PasteIntoFile icon indicating copy to clipboard operation
PasteIntoFile copied to clipboard

Format specifier for day of the year

Open Crunchbits opened this issue 1 year ago • 5 comments

Description A new format specifier for the day of the year (1-365). This would be very useful to use instead of using month+day of the month. It's shorter most of the time throughout the year and so it's easier to read at a glance.

Specification and constraints I've seen some programs use j as the variable for the day of the year but I don't know if that's a common standard. Also would prefer if there was no leading zeros on single and double digits, but I suppose two versions could be made if desired.

Thanks for the useful program!

Crunchbits avatar Jun 28 '24 00:06 Crunchbits

The program uses the format specifiers provided by .NET framework as described here: https://learn.microsoft.com/en-us/dotnet/standard/base-types/custom-date-and-time-format-strings

Day-of-year is not part of this standard and would require some custom implementation.

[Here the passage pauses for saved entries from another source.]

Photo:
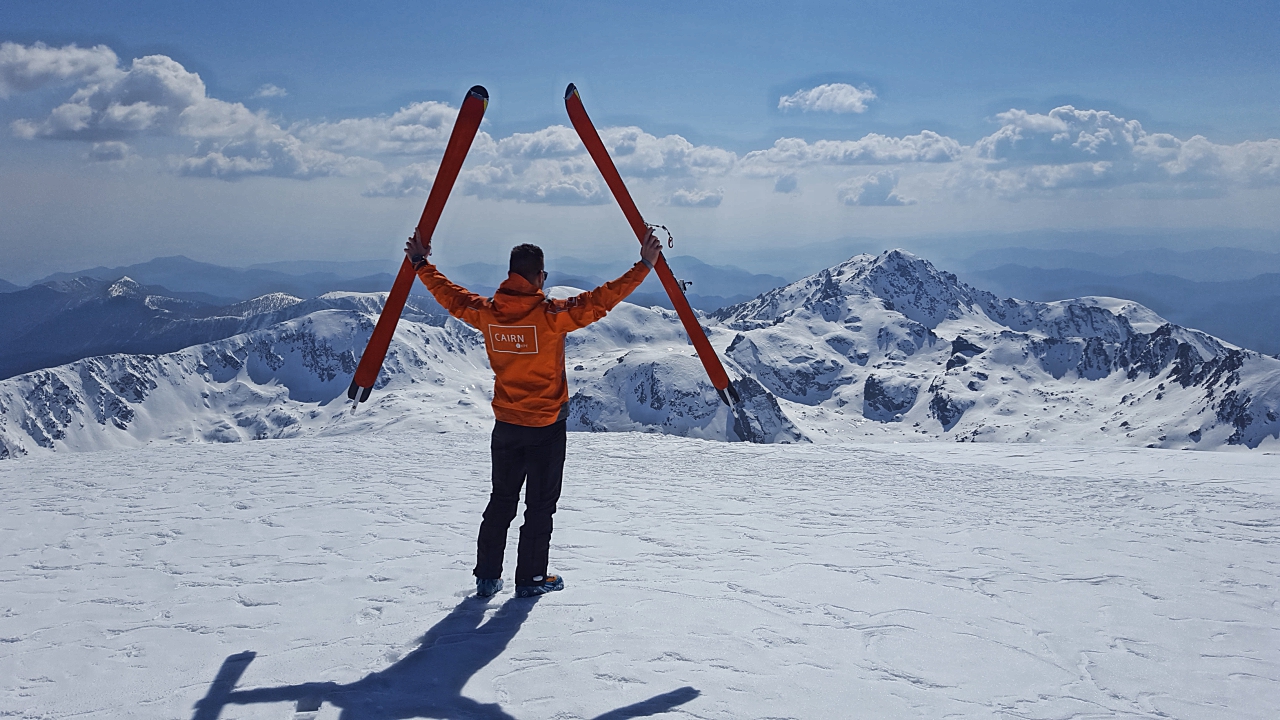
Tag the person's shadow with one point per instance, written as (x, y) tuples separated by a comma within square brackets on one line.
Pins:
[(425, 683)]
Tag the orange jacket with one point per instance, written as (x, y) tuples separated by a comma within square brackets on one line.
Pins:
[(524, 333)]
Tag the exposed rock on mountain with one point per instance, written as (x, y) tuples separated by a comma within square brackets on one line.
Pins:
[(876, 349)]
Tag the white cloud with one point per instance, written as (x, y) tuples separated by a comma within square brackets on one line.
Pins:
[(410, 180), (640, 154), (31, 67), (270, 91), (158, 96), (877, 188), (420, 128), (1070, 149), (832, 98), (568, 181), (695, 197), (109, 151), (552, 165), (791, 153)]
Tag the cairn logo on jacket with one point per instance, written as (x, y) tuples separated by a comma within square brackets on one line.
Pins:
[(517, 340)]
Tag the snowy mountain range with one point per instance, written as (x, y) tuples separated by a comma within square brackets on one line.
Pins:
[(876, 349), (60, 322)]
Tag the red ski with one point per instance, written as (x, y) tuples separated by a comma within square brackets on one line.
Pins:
[(595, 146), (460, 141)]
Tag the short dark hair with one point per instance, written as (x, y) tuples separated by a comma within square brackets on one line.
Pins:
[(526, 260)]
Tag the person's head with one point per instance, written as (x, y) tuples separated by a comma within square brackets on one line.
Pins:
[(526, 261)]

This is the relevant code in Dialog.cs:

public static string formatFilenameTemplate(string template, DateTime timestamp, int count) {
    return String.Format(template, timestamp, count);
}

Feel free to submit a PR if anybody likes to implement this.

eltos avatar Jun 28 '24 18:06 eltos

Hi, I'm interested to work on this issue. For clarification, the current default file name format is like "2024-07-01 17-53-00" and you want to remove the mm-dd part and use the day of year like this "2024-156 17-53-00"?

faizahfarzana avatar Jul 01 '24 12:07 faizahfarzana

Hi @faizahfarzana, I appreciate your intended contribution. From my point of view the default format should be kept, rather you could add an additional format to the list of predefined templates in TemplateEdit.cs. @Crunchbits suggested j as a character, so the template could be something like "{0:yyyy-j HH-mm-ss}" or maybe jjj with zero padding. Feel free to use a different character or uppercase as you find most appropriate. Once support for these characters has been implemented, the temple can easily be adopted as @Crunchbits prefers.

eltos avatar Jul 01 '24 20:07 eltos

Agreed that the default template should stay the same. Day of year would just be a variable that could be added to the custom template.

Crunchbits avatar Jul 02 '24 01:07 Crunchbits

Thank you both for the clarification. I'll assess this and get to work.